Un endroit paisible après la furie du centre-ville, pour des gens de toute façon peu enclins à se mélanger. L’accès à la propriété était filtré par une grille noire aux pointes hérissées et une caméra de surveillance dernier cri : Rubén sonna à l’interphone, l’œil panoptique en ligne de mire.

On décrocha enfin. Une femme.

— Oui ?

— Bonjour, dit-il en se collant à l’interphone. Vous êtes madame Campallo ?

— Oui, répondit la voix métallique. Que voulez-vous ?

— Vous parler de votre fille, Maria Victoria. Je suis un ami.

— Elle n’est pas là… C’est à quel sujet ?

— Eh bien, justement, dit-il d’une voix affable. Personne n’a de nouvelles depuis des jours et je la cherche…
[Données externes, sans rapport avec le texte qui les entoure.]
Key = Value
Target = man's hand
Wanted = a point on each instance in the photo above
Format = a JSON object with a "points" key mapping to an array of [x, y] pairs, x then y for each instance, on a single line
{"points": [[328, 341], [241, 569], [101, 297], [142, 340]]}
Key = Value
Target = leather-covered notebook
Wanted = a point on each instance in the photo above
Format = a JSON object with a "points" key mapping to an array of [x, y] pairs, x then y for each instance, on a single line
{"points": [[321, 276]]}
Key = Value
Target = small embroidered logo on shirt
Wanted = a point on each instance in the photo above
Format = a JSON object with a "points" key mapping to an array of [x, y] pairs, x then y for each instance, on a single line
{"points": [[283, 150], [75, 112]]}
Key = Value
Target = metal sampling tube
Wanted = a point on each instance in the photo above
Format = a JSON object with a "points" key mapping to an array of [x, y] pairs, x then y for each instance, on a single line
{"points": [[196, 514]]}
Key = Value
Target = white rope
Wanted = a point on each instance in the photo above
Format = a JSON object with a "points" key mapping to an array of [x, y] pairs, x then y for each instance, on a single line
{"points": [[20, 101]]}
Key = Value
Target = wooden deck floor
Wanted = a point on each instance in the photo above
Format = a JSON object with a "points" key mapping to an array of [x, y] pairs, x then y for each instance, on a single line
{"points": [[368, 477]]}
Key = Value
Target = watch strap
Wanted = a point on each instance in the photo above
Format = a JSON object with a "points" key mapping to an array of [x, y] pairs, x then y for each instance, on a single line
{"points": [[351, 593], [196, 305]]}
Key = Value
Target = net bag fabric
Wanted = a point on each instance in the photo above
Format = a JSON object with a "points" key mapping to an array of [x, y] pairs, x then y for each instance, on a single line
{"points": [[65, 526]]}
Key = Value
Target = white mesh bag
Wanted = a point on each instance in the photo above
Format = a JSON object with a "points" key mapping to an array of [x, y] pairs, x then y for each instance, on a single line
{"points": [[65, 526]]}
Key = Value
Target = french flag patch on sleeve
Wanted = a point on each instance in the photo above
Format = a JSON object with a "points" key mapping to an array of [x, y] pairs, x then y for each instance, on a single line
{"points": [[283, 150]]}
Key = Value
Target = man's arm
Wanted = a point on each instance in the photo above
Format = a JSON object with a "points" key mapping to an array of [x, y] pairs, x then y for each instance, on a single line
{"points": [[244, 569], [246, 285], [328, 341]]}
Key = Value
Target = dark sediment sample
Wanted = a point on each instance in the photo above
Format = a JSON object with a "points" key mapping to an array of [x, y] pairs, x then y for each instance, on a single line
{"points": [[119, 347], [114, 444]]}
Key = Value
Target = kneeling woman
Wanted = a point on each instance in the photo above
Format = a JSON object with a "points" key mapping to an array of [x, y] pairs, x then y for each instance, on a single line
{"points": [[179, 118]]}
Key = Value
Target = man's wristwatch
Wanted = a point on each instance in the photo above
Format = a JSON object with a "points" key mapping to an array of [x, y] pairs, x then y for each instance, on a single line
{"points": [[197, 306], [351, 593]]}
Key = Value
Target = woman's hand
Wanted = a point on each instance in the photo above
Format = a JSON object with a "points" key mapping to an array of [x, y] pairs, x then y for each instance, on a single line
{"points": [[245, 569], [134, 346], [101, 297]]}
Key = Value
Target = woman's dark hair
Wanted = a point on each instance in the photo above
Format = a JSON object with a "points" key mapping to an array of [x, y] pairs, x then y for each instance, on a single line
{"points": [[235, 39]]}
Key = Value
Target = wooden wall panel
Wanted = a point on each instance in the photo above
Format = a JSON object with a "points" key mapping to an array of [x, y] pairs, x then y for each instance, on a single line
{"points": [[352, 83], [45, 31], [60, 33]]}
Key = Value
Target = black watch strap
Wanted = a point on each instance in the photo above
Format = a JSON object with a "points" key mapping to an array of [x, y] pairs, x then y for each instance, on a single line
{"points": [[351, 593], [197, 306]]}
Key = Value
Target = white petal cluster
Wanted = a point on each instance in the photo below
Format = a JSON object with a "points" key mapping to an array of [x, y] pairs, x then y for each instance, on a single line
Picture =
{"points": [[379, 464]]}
Un bref silence emplit les ondes.

— Comment ça, pas de nouvelles ? demanda sa mère.

— Vous en avez ?

— Eh bien, non. Qui êtes-vous ?

— Rubén, un ami.

— Je ne vous connais pas.

Il écrasa sa cigarette sur le trottoir.

— Madame Campallo : si j’étais vous, j’ouvrirais…
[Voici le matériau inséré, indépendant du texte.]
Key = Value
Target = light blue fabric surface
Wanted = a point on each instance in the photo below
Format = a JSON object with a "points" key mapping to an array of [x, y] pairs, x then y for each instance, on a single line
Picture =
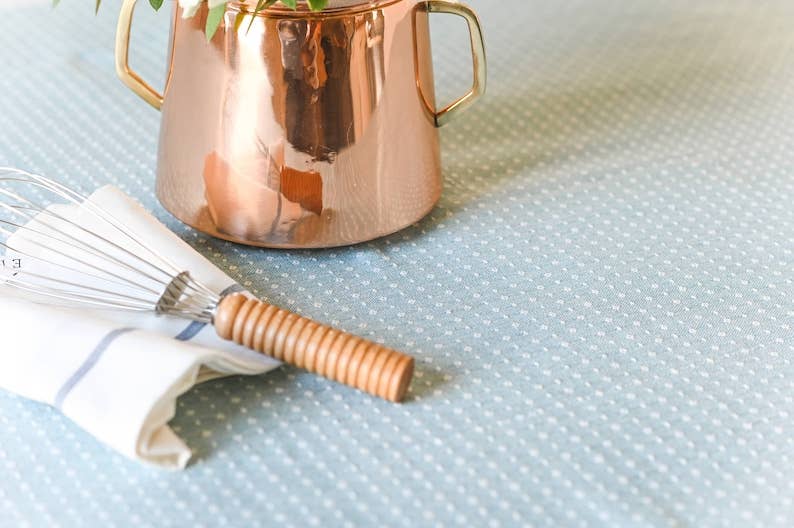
{"points": [[601, 306]]}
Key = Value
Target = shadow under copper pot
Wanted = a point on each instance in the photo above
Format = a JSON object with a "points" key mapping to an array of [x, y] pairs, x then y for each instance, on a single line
{"points": [[302, 129]]}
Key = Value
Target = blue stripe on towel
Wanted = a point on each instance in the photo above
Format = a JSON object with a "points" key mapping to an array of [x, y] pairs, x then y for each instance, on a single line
{"points": [[187, 334], [88, 364]]}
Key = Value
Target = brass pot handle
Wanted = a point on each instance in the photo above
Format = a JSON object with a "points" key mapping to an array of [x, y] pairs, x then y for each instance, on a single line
{"points": [[133, 81], [445, 115]]}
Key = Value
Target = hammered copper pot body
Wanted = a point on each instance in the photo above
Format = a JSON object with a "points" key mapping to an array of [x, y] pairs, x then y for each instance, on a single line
{"points": [[301, 129]]}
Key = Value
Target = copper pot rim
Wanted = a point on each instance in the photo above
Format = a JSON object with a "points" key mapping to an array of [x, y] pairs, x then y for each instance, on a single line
{"points": [[335, 8]]}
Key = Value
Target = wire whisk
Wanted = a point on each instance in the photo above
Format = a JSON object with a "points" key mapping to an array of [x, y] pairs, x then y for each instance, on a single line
{"points": [[84, 257]]}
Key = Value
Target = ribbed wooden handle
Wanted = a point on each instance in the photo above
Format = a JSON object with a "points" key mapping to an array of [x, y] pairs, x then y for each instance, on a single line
{"points": [[320, 349]]}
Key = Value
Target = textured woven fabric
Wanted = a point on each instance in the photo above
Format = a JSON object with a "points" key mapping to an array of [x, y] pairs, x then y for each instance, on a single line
{"points": [[601, 305]]}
Il y eut un blanc dans l’interphone, l’écho lointain d’un doute qui sembla durer deux ou trois éternités, puis le clic d’ouverture de la grille.

Une allée de graviers blancs serpentait entre les plantes géantes du jardin. La résidence principale de l’homme d’affaires était une grande et belle maison blanche, véritable petit manoir au milieu d’un parc ombragé. Rubén respira l’arôme des fleurs, suivit la spirale des insectes qui sortaient avec l’éclaircie. La mère de Maria Victoria attendait sur le perron, les bras croisés sous un châle en cachemire bordeaux, des lunettes fumées aux montures criardes lui masquant la moitié du visage.
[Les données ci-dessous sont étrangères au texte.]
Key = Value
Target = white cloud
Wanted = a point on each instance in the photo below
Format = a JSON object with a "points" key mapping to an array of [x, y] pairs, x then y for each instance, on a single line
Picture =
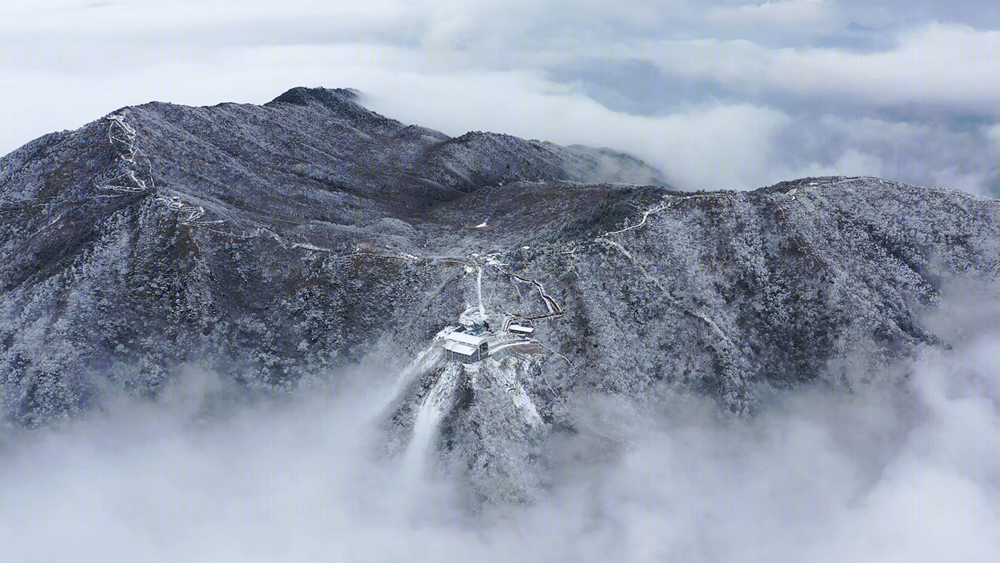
{"points": [[891, 473], [746, 73]]}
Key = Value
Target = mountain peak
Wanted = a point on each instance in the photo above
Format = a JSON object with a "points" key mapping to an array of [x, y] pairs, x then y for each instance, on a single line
{"points": [[302, 96]]}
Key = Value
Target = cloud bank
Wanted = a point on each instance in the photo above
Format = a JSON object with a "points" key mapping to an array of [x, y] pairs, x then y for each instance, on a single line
{"points": [[906, 473], [724, 94]]}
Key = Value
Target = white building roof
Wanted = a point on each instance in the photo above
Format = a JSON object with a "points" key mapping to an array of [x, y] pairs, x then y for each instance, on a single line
{"points": [[469, 339], [460, 348]]}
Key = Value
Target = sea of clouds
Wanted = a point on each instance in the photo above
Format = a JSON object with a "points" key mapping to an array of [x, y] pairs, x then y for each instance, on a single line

Belle femme, Isabel De Angelis aurait pu faire une carrière de miss s’il n’y avait eu cette particule qui l’empêchait de travailler. Eduardo l’avait cueillie à vingt ans comme une rose à peine éclose pour s’en faire une boutonnière et la gardait comme talisman d’un succès sans faille. Isabel Campallo avait les cheveux teints montés en chignon, une robe de marque sur des genoux tout en rotules et la mine sévère pour quelqu’un qui rentrait de vacances. De loin, la femme de l’homme d’affaires pouvait passer pour une de ces vieilles beautés bronzées sous Lexomil combattant l’anorexie à l’American Express, de près c’était deux lèvres pincées débordées par un rouge à lèvres orange et un air vertical chargé de tenir le monde à distance.

Un trentenaire joufflu en costume se dandinait à ses côtés.

— Qui êtes-vous ? lança-t-il au visiteur.

— J’imagine que vous êtes le frère de Maria Victoria ? renvoya Rubén.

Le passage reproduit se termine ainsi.